Although I had yet to have the title of VP of Engineering under my belt, I realized that I had a majority of the skills that they were looking for. At that time, the only related title I had was that of an engineering manager. But even though I didn’t have the VP title, I decided to throw my hat in the ring. I knew I had the skills and the experience (to a degree), except for the tile. With a wish to lady luck and a little bit of brashness, I applied. To hell with the VP of Engineering title, I told myself. The only thing I had to lose was not getting a callback, and I was fine with that.

I was ecstatic when, lo and behold, I got a phone screen a few days later. I managed to go through the phone screen quite well, and not once was the title mentioned. A week later, I was even happier to get a callback for a full round of interviews at their office.

In the end, I got the job. I didn’t get the title of VP of Engineering, mind you. I came in as Technical Program Manager for the engineering department. Because I didn’t have the title, the CEO continued to hold onto the reins, leading engineering, while I had to prove myself.  And prove to them I did. Within three months, I got the Engineering Manager title. And a year later, he promoted me to VP of Engineering. The job turned out to be one of the most fun, most challenging jobs ever. More than four years flew by so fast, and I accomplished, learned, and grew so much before I decided to pursue another opportunity much closer to home (I was getting tired of the 2+ hour commute.

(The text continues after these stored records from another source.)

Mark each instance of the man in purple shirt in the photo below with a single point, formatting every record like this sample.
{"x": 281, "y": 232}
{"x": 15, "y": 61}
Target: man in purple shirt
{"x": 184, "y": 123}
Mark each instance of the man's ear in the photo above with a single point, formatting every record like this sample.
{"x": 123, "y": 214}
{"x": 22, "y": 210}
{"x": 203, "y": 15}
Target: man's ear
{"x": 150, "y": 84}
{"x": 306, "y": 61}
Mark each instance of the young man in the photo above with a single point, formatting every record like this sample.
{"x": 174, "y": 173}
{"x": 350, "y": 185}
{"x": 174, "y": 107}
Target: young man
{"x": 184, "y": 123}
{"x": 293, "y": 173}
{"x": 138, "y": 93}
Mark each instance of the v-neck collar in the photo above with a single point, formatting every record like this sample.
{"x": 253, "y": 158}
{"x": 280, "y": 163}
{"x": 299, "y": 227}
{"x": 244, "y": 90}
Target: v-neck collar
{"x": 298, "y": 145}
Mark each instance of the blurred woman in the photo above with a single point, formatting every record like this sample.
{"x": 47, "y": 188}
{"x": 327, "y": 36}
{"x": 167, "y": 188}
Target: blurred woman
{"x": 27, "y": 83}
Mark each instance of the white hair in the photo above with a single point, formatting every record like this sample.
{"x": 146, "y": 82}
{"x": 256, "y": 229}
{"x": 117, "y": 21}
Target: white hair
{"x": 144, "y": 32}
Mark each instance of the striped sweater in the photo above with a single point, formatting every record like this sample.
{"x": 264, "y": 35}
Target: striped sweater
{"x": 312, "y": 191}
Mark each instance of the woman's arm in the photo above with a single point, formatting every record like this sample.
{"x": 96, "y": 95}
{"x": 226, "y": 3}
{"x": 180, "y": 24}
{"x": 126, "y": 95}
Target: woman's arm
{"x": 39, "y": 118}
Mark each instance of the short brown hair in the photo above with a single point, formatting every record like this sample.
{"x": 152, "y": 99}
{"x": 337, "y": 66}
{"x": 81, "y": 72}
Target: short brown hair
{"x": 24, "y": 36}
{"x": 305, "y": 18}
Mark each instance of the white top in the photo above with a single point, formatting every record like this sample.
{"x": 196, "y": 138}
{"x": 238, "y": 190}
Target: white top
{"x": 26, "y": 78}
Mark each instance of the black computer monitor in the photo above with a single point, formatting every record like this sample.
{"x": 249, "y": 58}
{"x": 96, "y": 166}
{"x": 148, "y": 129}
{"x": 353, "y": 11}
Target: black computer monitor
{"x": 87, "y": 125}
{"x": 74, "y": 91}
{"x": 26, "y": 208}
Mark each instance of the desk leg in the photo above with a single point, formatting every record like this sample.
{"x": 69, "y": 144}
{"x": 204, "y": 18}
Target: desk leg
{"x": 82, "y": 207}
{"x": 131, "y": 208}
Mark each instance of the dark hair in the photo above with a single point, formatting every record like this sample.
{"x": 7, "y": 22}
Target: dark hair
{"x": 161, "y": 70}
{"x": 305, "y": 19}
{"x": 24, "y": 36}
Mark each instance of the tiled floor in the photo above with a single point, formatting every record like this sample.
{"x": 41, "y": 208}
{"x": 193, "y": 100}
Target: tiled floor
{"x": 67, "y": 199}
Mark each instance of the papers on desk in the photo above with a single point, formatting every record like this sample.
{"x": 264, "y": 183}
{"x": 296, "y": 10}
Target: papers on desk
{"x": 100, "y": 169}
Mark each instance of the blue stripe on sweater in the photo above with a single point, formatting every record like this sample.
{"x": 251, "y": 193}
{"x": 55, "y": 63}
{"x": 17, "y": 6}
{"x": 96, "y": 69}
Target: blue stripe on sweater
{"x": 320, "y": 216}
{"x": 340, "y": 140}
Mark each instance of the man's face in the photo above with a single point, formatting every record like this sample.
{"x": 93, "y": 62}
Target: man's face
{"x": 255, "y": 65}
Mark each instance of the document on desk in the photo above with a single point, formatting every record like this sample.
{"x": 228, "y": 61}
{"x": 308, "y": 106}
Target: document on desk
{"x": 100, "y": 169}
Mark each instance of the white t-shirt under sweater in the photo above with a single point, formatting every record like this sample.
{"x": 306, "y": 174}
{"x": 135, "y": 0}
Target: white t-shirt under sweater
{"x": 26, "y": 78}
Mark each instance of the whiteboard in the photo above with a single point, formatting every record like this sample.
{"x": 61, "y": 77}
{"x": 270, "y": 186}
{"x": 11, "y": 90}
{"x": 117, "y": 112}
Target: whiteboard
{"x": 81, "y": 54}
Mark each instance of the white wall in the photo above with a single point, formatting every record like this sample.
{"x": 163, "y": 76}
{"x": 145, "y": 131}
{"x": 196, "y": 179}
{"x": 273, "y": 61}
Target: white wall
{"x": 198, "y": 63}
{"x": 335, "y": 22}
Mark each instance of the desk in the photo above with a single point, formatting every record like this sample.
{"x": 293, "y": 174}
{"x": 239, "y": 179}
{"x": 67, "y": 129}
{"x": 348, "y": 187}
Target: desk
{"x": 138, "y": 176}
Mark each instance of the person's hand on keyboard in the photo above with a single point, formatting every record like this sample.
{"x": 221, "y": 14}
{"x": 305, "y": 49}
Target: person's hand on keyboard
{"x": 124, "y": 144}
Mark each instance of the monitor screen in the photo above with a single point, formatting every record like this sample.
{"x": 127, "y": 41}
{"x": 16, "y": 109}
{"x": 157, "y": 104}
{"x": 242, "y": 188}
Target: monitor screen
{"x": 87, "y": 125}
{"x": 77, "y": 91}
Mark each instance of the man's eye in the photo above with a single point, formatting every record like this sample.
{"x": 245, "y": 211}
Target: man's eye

This was before remote or hybrid work was even considered.)

After being in the company for a few years, while I was still working there, I asked several folks who interviewed me a few questions out of curiosity. I asked them who I was up against and what made them choose me. They said that I was up against a candidate who had the VP of engineering title under his belt. When they were deciding who to hire, it came down to me and him. And what won them over? One of my answers stood out (Well, to be honest, my answer was more of a question.) When they proposed a particularly complex problem to me during the interview and asked how I would address it, I immediately responded without hesitation. I asked them, “Well, what outcomes are you after? There are so many potential outcomes that you can shoot for. And depending on the outcomes you want, I can offer a bunch of options that can lead towards various outcomes. It’s not a question of doing something. It’s a question of what the business is trying to achieve by solving this problem.” That answer sealed the deal for them.

Rethinking Rejection

So, if you find yourself screening and rejecting resumes as a recruiter, or if you find yourself going through and rejecting job postings as an applicant, ask yourself these questions (self-retrospect) if you find yourself saying “No”:

  • What’s my reason for rejecting this?
  • Is it a valid reason, or are there underlying beliefs and assumptions that I use to reject?
  • Could these assumptions and beliefs be unconscious bias on my part?

Be honest. I suggest taking 30 minutes and writing down the answers to each question one by one, then reviewing them. You might be surprised at what you wrote down.